Den Stuttgarter Nachrichten ist es (am 14.10.09) die Schlagzeile auf der ersten Seite wert: Die Bürger seien zu anspruchsvoll; sie wollten ein „Rundum-Sorglos-Paket“ von den Städten und Gemeinden. Das aber sei unbezahlbar. So jedenfalls hat sich ein Sprecher der Kommunen geäußert. Zur Verdeutlichung der Anspruchsmentalität werden unter anderem genannt: die Lernmittelfreiheit und die Sprachförderung.
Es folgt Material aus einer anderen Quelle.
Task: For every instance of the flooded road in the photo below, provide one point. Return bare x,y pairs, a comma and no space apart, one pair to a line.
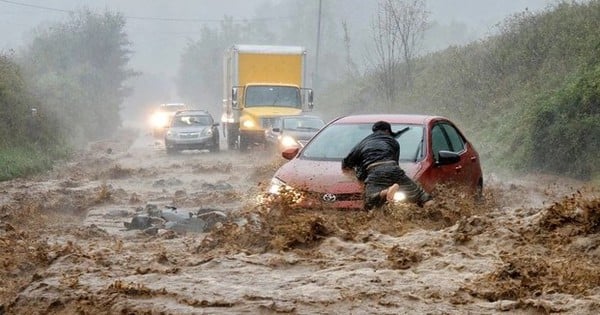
69,246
Die Lernmittelfreiheit hat in Baden-Württemberg Verfassungsrang: „Unterricht und Lernmittel an den öffentlichen Schulen sind unentgeltlich“, heißt es im Artikel 14 der Landesverfassung. Das bedeutet in der Praxis, dass alle für den Unterricht notwendigen Materialien (Schulbücher, Arbeitshefte, Lektüren, Chemikalien, Taschenrechner, Malpapiere und dergleichen) kostenlos zur Verfügung zu stellen sind. Ausgenommen sind persönliche Gegenstände wie die Schultasche, die Turnschuhe und das Schreibmäppchen oder Gegenstände, die wenig mehr als einen Euro kosten (z. B. Hefte, Radiergummi, Geodreieck). Diese Regelung ist von den Müttern und Vätern der Verfassung mit Bedacht formuliert worden; denn der Schulbesuch soll für alle erschwinglich sein.

Ganz nebenbei: Die Schulträger, die Städte und Gemeinden, erhalten für jeden Schüler vom Land einen Zuschuss. Der reicht für die Lernmittel allemal und auch für etliche Lehrmittel.

Die Sprachtests bei Vierjährigen und die darauf aufbauende Förderung sind unabdingbar, wenn wir nicht wollen, dass schon beim Eintritt in die Schule das lebenslange Scheitern der Kinder aus spracharmen Elternhäusern feststehen soll. Denn offenbar schafft es nicht einmal die Grundschule, die immerhin eine „Gesamtschule“ ist, die Defizite in der Sprachkompetenz abzubauen. Das muss vorher geschehen. Wenn die Städte dafür kein Geld zu haben meinen, muss das Land auch hier unterstützend eingreifen.

Lernmittelfreiheit und Sprachförderung sind denkbar schlechte Beispiele für das Anspruchsdenken der Bürger.